Em entrevista para o documentário À Sombra de um Delírio Verde [3], que trata justamente da relação entre o genocídio dos Guarani Kaiowá e do crescimento vertiginoso da produção de cana-de-açúcar, Geraldine Kutis, assessora para assunto internacionais da União da Indústria de Cana-de-açúcar (UNICA), que busca que o etanol se torne uma commodity mundial, diz:

em termos de crescimento, costumamos dizer que o céu é o limite.

À Sombra de um Delírio Verde [3] from Mídia Livre [5] on Vimeo [6].

Leonardo Sakamoto relata [7] que ao mesmo tempo em que a produção e os lucros das indústrias agropecuárias atingem patamares exorbitantes:

o guarani continua sendo persona non grata em sua própria terra. Do total de 74 Terras Indígenas homologadas pelo governo federal do início de 2003 até outubro de 2009, apenas três contemplaram o povo guarani, uma das maiores populações indígenas do país.

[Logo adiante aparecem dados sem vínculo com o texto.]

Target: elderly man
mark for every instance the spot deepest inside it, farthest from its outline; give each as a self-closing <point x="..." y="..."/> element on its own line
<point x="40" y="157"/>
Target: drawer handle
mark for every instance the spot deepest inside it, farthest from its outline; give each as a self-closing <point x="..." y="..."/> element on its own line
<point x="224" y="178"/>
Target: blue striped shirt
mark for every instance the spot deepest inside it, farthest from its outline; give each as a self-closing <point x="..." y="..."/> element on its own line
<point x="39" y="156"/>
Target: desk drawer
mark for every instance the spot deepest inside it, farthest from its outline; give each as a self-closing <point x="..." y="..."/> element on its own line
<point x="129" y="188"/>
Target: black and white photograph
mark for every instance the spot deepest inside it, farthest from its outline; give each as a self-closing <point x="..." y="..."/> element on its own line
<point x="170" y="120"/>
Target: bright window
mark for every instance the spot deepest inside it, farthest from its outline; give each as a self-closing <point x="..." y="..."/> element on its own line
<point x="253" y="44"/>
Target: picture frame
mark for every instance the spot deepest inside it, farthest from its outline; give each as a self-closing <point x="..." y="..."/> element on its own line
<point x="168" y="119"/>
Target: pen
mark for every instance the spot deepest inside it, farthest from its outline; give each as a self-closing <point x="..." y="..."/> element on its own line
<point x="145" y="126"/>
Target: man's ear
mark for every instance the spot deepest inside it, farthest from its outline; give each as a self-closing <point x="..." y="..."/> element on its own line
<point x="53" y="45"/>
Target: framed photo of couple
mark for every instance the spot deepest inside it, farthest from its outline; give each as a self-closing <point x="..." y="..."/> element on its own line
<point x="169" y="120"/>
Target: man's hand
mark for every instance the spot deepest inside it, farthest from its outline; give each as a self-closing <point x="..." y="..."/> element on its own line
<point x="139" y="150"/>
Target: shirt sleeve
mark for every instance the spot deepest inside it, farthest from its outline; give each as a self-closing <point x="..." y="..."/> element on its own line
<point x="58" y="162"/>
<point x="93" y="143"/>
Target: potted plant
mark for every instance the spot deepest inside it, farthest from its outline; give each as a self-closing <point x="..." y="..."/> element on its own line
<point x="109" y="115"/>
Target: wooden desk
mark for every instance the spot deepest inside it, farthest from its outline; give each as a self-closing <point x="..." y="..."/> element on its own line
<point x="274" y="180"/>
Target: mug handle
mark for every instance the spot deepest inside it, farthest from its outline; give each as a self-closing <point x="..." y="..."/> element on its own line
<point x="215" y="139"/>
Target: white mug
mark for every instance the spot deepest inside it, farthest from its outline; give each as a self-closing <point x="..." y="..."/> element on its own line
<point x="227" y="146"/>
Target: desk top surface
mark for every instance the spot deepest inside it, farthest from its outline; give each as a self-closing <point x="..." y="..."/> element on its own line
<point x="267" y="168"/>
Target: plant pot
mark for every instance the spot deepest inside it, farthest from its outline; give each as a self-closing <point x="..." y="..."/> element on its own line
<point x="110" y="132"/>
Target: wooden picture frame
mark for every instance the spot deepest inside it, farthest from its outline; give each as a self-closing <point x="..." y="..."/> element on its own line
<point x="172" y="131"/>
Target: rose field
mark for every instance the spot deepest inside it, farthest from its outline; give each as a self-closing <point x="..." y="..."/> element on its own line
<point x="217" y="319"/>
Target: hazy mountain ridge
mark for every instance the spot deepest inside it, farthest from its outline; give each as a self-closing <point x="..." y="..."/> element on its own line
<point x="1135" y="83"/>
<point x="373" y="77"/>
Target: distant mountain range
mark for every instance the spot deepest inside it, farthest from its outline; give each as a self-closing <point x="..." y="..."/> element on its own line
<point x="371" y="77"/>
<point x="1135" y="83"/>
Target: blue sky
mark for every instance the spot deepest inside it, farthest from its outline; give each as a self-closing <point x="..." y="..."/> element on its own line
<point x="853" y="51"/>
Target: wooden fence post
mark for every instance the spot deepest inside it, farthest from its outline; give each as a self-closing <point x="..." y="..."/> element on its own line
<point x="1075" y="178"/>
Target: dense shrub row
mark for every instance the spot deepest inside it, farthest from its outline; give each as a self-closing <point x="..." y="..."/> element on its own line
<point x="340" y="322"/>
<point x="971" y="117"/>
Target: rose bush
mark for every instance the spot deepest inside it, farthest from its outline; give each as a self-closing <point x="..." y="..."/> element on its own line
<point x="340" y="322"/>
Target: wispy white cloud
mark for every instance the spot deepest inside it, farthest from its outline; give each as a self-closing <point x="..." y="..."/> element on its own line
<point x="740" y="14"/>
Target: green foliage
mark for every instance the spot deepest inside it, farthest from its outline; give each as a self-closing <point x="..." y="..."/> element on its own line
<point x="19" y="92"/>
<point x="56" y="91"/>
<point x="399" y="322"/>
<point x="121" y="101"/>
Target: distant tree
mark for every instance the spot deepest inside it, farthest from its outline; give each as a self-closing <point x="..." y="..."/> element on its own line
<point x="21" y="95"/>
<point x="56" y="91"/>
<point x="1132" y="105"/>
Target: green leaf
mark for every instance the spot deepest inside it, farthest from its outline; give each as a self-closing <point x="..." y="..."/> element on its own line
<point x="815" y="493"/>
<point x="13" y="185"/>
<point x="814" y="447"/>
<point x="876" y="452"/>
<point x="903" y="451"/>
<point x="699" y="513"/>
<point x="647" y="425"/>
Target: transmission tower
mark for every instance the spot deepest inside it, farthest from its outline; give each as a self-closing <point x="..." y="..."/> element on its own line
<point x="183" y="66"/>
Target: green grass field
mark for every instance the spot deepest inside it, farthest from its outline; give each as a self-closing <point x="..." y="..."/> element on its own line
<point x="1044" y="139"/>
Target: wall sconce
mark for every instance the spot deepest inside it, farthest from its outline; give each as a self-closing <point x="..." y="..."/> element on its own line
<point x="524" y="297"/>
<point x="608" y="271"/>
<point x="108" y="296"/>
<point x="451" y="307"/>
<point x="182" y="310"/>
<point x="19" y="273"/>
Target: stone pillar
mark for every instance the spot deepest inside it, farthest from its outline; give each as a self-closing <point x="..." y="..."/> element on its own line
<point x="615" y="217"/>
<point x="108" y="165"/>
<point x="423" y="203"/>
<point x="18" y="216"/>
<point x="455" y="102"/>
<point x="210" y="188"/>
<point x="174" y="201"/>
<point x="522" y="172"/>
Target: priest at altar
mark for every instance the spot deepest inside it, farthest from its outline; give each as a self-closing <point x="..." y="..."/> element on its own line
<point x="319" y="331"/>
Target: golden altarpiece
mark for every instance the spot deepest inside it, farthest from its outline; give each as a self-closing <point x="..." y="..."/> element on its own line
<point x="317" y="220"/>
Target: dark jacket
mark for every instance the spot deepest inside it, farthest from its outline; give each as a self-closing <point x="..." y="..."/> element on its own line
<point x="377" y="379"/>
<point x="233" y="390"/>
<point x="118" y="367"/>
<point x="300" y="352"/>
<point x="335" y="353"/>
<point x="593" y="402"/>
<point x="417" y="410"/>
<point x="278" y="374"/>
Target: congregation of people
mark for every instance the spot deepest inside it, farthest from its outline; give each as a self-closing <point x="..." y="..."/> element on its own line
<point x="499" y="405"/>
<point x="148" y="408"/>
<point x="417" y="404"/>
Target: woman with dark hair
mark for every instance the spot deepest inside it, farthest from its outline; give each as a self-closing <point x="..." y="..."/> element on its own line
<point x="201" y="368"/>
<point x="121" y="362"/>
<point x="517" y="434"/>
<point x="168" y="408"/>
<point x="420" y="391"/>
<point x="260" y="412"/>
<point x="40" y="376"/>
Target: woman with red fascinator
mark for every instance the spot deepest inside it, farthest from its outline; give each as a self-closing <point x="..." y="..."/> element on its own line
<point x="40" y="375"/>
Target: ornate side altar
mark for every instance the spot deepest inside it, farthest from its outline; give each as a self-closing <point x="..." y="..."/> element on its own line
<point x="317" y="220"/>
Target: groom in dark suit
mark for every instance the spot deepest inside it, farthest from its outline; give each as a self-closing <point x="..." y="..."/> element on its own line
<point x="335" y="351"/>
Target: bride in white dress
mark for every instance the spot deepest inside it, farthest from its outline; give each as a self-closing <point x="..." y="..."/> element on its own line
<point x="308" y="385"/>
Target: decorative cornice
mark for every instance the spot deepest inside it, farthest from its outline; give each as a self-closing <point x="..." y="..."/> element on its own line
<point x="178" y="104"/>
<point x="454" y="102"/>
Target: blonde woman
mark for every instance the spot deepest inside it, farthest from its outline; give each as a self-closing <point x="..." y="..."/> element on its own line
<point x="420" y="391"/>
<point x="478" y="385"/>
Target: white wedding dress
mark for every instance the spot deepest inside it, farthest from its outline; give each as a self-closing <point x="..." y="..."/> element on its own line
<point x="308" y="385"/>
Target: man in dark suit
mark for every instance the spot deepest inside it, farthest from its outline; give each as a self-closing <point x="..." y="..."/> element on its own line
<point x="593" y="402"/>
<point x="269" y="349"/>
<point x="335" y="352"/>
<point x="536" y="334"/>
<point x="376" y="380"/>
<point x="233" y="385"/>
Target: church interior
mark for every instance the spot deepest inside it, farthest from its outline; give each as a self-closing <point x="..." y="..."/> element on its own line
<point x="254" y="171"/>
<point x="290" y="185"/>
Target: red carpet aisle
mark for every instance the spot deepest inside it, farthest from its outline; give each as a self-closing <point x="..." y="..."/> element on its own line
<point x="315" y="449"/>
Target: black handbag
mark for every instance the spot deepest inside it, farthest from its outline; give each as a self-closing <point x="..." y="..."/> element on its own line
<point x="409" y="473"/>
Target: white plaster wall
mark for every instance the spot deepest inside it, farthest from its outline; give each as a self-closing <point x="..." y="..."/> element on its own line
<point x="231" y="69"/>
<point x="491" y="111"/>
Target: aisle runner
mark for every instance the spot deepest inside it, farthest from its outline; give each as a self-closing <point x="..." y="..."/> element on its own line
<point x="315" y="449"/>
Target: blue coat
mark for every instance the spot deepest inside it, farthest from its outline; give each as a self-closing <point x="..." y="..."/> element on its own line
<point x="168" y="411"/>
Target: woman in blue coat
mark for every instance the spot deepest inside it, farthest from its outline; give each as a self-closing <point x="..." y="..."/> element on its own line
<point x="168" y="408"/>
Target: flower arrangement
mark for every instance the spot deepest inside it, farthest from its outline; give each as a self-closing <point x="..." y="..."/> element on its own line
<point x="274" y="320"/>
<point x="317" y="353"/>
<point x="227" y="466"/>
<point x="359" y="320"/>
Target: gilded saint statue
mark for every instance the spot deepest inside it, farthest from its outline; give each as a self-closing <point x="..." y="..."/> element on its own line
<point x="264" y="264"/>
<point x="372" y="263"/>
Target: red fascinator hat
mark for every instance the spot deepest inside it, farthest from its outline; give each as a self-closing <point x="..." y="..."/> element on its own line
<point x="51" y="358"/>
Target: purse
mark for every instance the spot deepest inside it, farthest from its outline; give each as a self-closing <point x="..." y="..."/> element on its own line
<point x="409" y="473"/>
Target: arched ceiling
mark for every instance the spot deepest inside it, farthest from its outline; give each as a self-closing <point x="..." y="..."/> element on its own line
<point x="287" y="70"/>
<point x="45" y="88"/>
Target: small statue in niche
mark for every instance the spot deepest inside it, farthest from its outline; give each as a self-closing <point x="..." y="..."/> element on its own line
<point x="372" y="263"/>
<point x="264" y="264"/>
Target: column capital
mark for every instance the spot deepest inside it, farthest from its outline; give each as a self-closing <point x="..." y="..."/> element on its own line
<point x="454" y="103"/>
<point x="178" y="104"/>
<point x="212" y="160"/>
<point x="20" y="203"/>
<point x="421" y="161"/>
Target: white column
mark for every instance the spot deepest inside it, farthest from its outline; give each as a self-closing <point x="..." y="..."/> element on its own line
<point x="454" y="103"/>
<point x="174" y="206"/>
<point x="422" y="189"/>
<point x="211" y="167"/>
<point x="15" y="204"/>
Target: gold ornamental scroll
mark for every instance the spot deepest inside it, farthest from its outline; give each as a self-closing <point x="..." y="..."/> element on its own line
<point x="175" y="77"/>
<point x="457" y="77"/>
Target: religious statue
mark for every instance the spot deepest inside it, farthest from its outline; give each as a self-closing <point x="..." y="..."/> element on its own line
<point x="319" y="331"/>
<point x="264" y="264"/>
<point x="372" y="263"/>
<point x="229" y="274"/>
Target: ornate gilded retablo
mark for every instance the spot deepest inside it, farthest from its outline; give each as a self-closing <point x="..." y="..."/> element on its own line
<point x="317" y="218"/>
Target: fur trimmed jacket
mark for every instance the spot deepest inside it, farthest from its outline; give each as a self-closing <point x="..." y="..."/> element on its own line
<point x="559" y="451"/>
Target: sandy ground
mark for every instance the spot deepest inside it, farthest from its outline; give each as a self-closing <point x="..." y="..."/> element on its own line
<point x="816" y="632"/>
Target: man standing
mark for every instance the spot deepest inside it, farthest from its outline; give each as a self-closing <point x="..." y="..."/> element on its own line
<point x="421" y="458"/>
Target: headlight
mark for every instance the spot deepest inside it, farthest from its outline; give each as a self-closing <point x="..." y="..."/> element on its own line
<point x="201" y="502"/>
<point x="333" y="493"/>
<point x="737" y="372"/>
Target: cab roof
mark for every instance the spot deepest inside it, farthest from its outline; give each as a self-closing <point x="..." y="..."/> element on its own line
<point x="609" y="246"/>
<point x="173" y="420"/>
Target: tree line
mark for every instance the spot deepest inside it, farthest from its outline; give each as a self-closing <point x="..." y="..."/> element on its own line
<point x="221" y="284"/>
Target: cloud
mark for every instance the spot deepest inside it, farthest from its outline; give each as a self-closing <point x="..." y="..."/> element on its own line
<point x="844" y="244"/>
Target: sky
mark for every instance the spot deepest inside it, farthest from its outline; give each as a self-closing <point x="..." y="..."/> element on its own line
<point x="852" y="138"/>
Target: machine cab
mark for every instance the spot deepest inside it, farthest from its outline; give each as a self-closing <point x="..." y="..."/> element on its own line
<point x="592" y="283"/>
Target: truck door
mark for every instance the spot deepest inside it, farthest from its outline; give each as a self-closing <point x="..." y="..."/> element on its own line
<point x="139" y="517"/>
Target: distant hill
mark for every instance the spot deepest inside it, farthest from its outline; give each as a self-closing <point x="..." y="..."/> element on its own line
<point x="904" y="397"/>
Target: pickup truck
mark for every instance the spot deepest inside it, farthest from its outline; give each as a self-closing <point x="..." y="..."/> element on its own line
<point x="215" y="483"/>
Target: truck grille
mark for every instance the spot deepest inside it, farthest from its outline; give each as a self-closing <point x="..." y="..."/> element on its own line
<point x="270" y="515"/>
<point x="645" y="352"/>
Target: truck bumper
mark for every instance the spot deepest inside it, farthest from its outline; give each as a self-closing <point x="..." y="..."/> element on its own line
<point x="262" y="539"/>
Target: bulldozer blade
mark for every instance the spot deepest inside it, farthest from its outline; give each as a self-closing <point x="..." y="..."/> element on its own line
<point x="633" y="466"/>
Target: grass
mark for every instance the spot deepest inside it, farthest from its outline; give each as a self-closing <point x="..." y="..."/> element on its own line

Segundo levantamento feito pelo documentário À Sombra de um Delírio Verde, mais de 90% das famílias Guarani Kaiowá dependem das cestas básicas do governo para sobreviver, que não cobrem as necessidades diárias do povo

Mártires das Terras Ancestrais

Screenshot do documentário À Sombra de um Delírio Verde [3]

Screenshot do documentário À Sombra de um Delírio Verde

O cacique Nísio Gomes [2] torna-se assim mais um mártir do genocídio que os índios Guarani Kaiowá enfrentam [8] no Brasil e um símbolo da luta indígena pelas terras ancestrais.

Em novembro de 2010, o Global Voices reportou [9] sobre o julgamento de Marcos Verón, outro cacique indígena assassinado brutalmente em 2003. Os assassinos de Veron foram libertados em 2007. O julgamento agendado para Maio deste ano acabou por ser cancelado e de novo adiado para Fevereiro de 2011 [10].

Somente agora, em 2011, a 1ª Vara Criminal Federal de São Paulo chegou a um veredicto [11]: os acusados Carlos Roberto dos Santos, Jorge Cristaldo Insabralde e Estevão Romero foram inocentados pela morte de Veron, mas condenados por sequestros, tortura, lesão corporal e formação de quadrilha.

No início de Dezembro, Ládio Veron, o filho do falecido cacique, numa entrevista gravada em vídeo reforça a necessidade de denúncia sobre a situação [12] dos Guarani-Kaiowá:

O que se vê hoje nas nossas terras, ali em Mato Grosso do Sul, é uma devastação total, onde o pé de cana vale mais que o índio, vale mais que uma criança indígena. Onde o boi vale mais do que uma comunidade indígena. Onde o pé de soja tem mais valor, e as nossas terras hoje são cobertas de vários outros empreendimentos, por enquanto construíram 18 usinas em cima das terras indígenas (…) mas no total são 40 usinas para ser construídas. Não se vê mais mato além de cana, soja e boi.